Euler enjoyed playing around with this and similar expansions. Here are the first few coefficients of x⁰, x¹, x², x³, x⁴, . . . . as per the link given above:

1, 1, 1, 2, 2, 3, 4, 5, 6, 8, 10, 12, 15, 18, 22, 27, 32, 38, 46, 54, 64, 76, 89, 104, 122, 142, 165, 192, 222, 256, 296, 340, 390, 448, 512, 585, 668, 760, 864, 982, 1113, 1260, 1426, 1610, 1816, 2048, 2304, 2590, 2910, 3264, 3658, 4097, 4582, 5120, 5718, . . . .

Answer 3

basically, this boils down into a problem of how many ways can you make a number (sum - ie adding) using only numbers less than itself, including zero.

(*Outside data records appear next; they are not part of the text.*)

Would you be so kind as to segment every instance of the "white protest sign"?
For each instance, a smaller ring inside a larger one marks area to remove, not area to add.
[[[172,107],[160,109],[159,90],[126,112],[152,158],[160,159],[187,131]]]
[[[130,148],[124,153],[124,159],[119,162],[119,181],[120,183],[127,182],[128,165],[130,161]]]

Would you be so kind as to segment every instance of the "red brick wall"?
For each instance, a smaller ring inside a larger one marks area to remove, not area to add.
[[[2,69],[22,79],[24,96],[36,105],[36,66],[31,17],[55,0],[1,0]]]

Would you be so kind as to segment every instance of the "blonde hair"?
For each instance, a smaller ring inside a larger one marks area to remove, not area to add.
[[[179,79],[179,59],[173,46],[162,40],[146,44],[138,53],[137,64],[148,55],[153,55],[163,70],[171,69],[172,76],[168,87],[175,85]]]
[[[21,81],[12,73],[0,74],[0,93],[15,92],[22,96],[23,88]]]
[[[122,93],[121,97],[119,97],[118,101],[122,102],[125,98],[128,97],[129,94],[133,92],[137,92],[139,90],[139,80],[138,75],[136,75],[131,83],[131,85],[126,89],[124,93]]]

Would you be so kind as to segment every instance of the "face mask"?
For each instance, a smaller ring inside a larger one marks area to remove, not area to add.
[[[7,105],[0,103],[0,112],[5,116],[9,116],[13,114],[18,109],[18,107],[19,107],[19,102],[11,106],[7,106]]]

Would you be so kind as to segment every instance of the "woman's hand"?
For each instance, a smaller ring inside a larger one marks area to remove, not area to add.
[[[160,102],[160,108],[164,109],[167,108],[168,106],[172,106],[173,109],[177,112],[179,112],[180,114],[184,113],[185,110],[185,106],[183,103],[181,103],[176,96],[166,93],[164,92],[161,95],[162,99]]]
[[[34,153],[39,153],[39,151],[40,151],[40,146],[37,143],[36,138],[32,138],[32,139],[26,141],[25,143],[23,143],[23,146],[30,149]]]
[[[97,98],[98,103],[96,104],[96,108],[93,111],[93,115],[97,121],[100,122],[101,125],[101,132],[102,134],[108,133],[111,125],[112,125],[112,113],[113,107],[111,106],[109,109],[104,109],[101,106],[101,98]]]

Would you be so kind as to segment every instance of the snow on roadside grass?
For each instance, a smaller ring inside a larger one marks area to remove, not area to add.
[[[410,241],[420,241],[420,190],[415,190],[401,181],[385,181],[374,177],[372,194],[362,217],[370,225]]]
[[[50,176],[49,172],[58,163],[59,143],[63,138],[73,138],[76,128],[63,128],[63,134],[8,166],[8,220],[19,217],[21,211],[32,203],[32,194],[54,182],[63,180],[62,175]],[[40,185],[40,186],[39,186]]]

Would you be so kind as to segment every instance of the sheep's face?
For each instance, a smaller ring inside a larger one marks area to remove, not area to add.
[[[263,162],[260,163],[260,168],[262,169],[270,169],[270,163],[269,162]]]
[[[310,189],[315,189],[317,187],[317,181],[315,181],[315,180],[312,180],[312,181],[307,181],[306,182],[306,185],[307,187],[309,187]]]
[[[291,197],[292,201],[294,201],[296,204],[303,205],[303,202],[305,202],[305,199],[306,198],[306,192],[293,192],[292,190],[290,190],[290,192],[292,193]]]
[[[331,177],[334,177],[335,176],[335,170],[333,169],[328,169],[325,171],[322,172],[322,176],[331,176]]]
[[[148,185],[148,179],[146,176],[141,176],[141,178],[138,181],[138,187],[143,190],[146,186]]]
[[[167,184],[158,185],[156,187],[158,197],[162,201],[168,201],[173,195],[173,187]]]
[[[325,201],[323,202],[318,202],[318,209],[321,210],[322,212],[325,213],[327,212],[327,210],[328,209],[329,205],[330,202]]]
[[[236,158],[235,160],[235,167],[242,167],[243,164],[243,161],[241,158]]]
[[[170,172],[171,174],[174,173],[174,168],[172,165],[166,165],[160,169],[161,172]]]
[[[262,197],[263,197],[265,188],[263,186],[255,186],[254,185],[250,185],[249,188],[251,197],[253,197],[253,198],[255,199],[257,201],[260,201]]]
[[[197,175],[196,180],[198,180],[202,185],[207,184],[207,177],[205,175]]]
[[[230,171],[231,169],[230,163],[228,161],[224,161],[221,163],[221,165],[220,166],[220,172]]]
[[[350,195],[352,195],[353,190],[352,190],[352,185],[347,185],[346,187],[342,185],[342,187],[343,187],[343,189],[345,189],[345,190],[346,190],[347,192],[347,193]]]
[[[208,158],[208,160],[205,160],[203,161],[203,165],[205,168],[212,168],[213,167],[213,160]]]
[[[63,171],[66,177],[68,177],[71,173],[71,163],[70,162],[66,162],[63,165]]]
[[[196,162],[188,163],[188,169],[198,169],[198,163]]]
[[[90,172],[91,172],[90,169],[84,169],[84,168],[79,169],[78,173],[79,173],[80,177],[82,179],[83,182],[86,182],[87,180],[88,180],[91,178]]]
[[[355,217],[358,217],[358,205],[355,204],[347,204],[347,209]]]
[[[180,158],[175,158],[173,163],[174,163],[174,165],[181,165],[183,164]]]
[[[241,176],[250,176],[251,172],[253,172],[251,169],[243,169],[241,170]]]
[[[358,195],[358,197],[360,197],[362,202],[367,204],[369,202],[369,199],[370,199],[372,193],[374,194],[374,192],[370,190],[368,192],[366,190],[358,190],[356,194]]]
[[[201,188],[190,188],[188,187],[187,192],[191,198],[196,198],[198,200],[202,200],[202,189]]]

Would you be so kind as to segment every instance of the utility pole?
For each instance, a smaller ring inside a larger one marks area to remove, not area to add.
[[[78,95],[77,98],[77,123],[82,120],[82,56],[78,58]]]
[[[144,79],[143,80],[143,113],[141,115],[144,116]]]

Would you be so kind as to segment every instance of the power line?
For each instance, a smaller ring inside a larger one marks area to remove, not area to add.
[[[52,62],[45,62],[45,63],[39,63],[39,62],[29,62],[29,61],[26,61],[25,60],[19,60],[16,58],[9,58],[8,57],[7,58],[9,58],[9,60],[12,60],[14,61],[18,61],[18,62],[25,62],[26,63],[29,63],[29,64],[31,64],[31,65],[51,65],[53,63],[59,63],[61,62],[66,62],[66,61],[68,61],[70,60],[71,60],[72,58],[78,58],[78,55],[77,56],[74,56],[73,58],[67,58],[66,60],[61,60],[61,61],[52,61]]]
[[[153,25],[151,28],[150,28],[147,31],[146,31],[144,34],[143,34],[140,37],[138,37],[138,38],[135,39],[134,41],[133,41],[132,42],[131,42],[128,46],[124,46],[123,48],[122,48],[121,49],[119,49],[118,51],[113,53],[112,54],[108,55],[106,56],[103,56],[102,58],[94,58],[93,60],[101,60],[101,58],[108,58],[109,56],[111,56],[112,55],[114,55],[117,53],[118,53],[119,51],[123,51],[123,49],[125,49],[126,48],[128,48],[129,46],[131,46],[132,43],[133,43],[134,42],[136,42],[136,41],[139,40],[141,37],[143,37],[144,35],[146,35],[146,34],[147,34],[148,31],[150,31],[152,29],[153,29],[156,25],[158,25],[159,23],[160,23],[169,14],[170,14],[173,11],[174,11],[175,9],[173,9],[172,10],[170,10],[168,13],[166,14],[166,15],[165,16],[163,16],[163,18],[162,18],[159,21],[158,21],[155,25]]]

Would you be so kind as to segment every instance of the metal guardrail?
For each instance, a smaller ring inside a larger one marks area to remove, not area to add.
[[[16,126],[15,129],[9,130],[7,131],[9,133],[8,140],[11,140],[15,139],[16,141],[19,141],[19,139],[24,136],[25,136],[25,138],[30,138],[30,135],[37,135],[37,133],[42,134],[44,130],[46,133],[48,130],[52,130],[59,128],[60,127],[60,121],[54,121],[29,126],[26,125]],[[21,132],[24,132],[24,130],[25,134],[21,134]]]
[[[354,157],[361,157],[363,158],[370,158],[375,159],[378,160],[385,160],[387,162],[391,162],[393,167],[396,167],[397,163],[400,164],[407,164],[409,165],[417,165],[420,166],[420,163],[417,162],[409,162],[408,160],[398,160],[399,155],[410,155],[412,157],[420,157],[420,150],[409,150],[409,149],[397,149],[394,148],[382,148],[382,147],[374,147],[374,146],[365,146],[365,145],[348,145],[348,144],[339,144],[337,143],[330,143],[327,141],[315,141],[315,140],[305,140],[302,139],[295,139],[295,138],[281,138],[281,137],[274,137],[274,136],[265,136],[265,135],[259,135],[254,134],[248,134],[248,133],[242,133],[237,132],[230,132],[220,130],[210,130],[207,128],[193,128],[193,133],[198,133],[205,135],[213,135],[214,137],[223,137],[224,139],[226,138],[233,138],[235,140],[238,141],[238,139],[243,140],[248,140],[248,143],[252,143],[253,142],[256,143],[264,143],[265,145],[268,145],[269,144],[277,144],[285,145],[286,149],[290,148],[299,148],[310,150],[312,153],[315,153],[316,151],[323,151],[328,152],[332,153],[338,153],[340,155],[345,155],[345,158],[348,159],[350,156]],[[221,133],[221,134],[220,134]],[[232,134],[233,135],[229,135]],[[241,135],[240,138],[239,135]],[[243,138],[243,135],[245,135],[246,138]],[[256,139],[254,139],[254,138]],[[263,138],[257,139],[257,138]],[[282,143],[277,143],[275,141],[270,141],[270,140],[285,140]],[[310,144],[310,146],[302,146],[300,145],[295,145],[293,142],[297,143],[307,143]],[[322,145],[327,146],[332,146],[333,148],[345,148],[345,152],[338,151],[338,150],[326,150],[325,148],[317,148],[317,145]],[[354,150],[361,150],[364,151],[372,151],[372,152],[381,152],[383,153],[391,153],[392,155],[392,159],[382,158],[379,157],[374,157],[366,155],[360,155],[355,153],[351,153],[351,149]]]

so fo x^3 it is x^3 * 1, x^2 * x - ie 2 ways

for x^6 it is x^6 * 1, x^5 * x, x^4 * x^2 but not x^3 * x^3 - cannot repeat. However dont forget x^3 * x^2 * x or x^4 * x^2 * 1

thus sums for 6 are (6,0) (5,1) (4,2) (3,2,1)
so the coefficient of x^6 is 4.

for power 7 we have (7,0) (6,1) (5,2) (4,3) (4,2,1) so 5 ways.

note that (5,2,0) is the same as (5,2)

I hope this will throw some light, but unfortunately not an nth term formula.

Answer 4

It is an interesting question.

Consider the following
Let x<=1

1/(1-x)=1+x+x^2+x^3+x^4+x^5+x^6+x^7+........

=(1+x)+(x^2+x^3)+(x^4+x^5)+(x^6+x^7)+.........

=(1+x)+x^2(1+x)+x^4(1+x)+x^6(1+x)+.........
=(1+x)(1+x^2+x^4+x^6........)
=(1+x) { (1+x^2)+x^4(1+x^2)+...........)
=(1+x)(1+x^2)(1+x^4)

Similarly
1/(1-x^3)=1+x^3+x^6+x^9+.....= (1+x^3)(1+x^6)+...........

Now x^5 is left out

1/(1-x^5)=1+x^5+x^10+x^15+..........=((1+x^5)(1+x^10)+........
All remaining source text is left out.